[Song et al. UAI 2020] Sliced Score Matching: A Scalable Approach to Density and Score Estimation

Yang Song, Sahaj Garg, Jiaxin Shi, and Stefano Ermon.

Sliced score matching: A scalable approach to density and score estimation. In Uncertainty in Artificial Intelligence, 2020

@inproceedings{song2020sliced,
  title={Sliced score matching: A scalable approach to density and score estimation},
  author={Song, Yang and Garg, Sahaj and Shi, Jiaxin and Ermon, Stefano},
  booktitle={Uncertainty in Artificial Intelligence},
  pages={574--584},
  year={2020},
  organization={PMLR}
}

PDF: song20a.pdf (mlr.press)

Other sources:

Video explanation by the author: https://youtu.be/wMmqCMwuM2Q
Blog by author: Generative Modeling by Estimating Gradients of the Data Distribution | Yang Song (yang-song.net)
Thesis by the author: Learning to generate data by estimating gradients of the data distribution in SearchWorks catalog (stanford.edu)

Background

In short, we want to estimate the probability distribution of the data.

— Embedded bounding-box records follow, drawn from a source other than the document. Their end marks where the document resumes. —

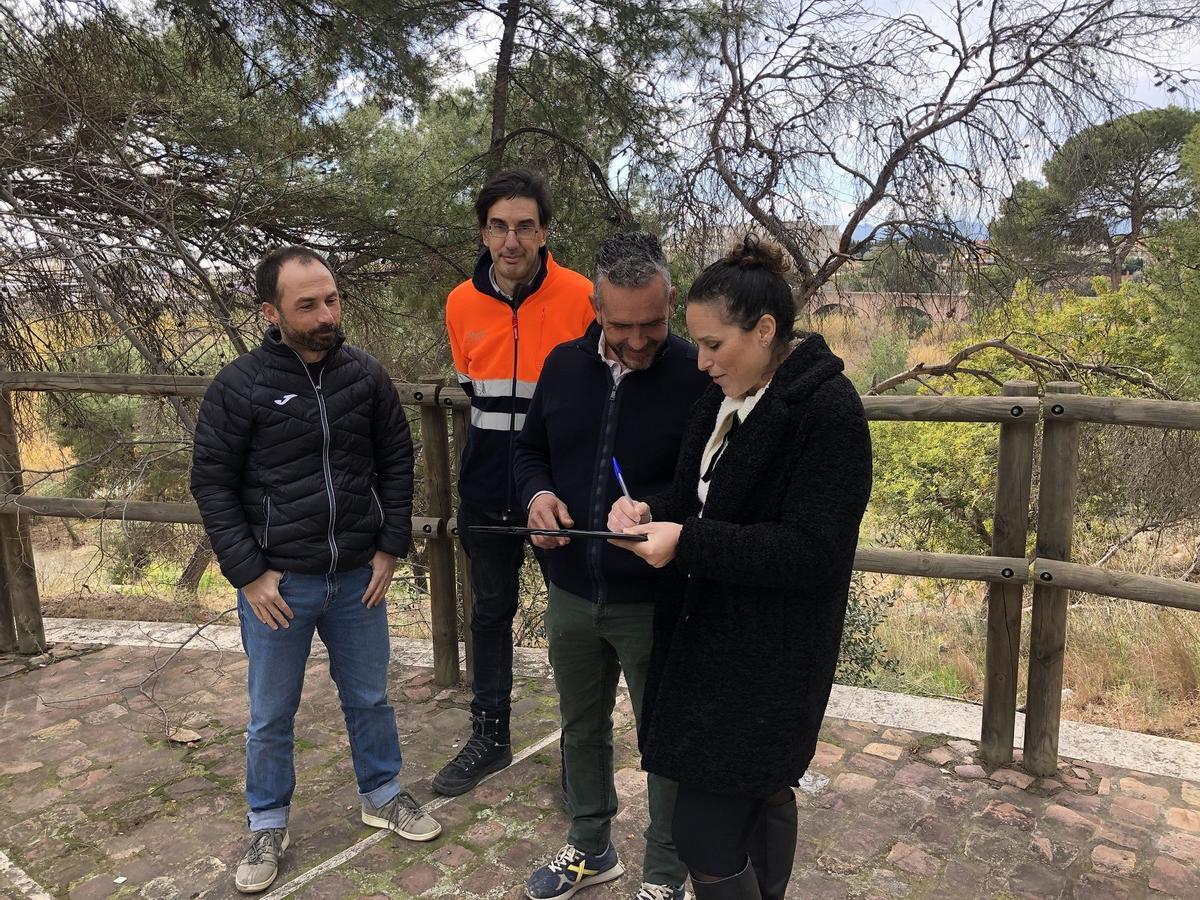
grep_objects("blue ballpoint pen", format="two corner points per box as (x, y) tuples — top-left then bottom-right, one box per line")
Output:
(612, 456), (634, 503)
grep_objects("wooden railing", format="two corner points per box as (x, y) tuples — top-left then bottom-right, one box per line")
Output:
(0, 372), (1200, 775)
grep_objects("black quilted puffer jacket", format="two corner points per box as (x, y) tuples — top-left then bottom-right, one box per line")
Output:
(191, 328), (413, 588)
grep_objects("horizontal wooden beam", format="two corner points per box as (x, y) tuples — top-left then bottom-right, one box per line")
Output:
(446, 518), (1030, 584)
(863, 396), (1038, 422)
(0, 493), (446, 538)
(854, 547), (1030, 584)
(1033, 558), (1200, 612)
(438, 388), (1038, 422)
(1044, 394), (1200, 431)
(0, 372), (446, 407)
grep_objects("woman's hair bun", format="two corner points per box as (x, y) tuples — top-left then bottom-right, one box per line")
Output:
(725, 232), (791, 276)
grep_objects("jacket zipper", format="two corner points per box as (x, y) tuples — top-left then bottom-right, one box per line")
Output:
(371, 487), (385, 528)
(263, 494), (271, 550)
(588, 376), (628, 608)
(504, 301), (521, 514)
(292, 350), (337, 575)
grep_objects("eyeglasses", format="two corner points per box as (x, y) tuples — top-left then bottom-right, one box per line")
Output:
(484, 222), (540, 241)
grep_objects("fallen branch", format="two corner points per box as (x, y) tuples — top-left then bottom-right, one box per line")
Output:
(868, 338), (1177, 400)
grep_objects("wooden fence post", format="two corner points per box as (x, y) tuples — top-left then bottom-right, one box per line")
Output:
(0, 390), (46, 654)
(1025, 382), (1081, 775)
(416, 378), (458, 685)
(979, 382), (1038, 768)
(445, 398), (475, 685)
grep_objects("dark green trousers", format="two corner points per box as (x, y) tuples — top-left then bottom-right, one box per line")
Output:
(546, 584), (688, 887)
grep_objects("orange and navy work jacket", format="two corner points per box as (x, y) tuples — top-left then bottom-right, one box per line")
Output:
(446, 247), (595, 512)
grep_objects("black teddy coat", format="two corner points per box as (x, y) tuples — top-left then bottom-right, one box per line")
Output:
(641, 335), (871, 797)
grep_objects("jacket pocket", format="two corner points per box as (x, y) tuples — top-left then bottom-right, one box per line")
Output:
(371, 487), (385, 528)
(259, 494), (271, 550)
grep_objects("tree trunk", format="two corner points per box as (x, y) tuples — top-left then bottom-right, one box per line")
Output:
(175, 538), (212, 596)
(487, 0), (521, 173)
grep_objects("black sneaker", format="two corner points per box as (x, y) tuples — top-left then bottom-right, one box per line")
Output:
(433, 733), (512, 797)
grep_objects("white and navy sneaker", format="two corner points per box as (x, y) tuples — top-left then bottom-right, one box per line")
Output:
(526, 844), (625, 900)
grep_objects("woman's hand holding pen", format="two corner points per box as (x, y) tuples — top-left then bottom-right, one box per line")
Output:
(622, 518), (683, 569)
(608, 496), (683, 569)
(608, 497), (650, 532)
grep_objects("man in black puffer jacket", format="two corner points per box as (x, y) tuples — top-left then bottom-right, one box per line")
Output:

We hope to find the parameters of a model so the model distribution is close to the data distribution. The model respresents the parametrized probability distribution of the data, which we call model distribution.

Our dataset contains N samples and xi is each data point in the dataset. From the all the models with probability distributions $\Theta$ we want to find a single probability distribution $\theta \in \Theta$ by minimizing the distance between $p_{data}$ and $p_\theta$, so then we can generate samples from $p_\theta$.

BUT the data distribution is very complex for high dimensional data.

We will start from a gaussian distribution which is a graph with 2 layers, the data points and a single unit, which is the density function of the probability distribution of such points.

This distribution is too simple to model high dimensional data, so we need to add more layers and build a deeper computational graph or neural network to model the probability distribution $p_\theta$, where $\theta$ denotes the weights of the network.

BUT, how to build a deep neural network that models the probability distribution? Neural networks convert a high dimensional input into a simple one dimensional output $f_\theta(x)$. However, f_\theta(x) might not be positive everywhere, which means that we cannot directly model the probability distribution with the neural network.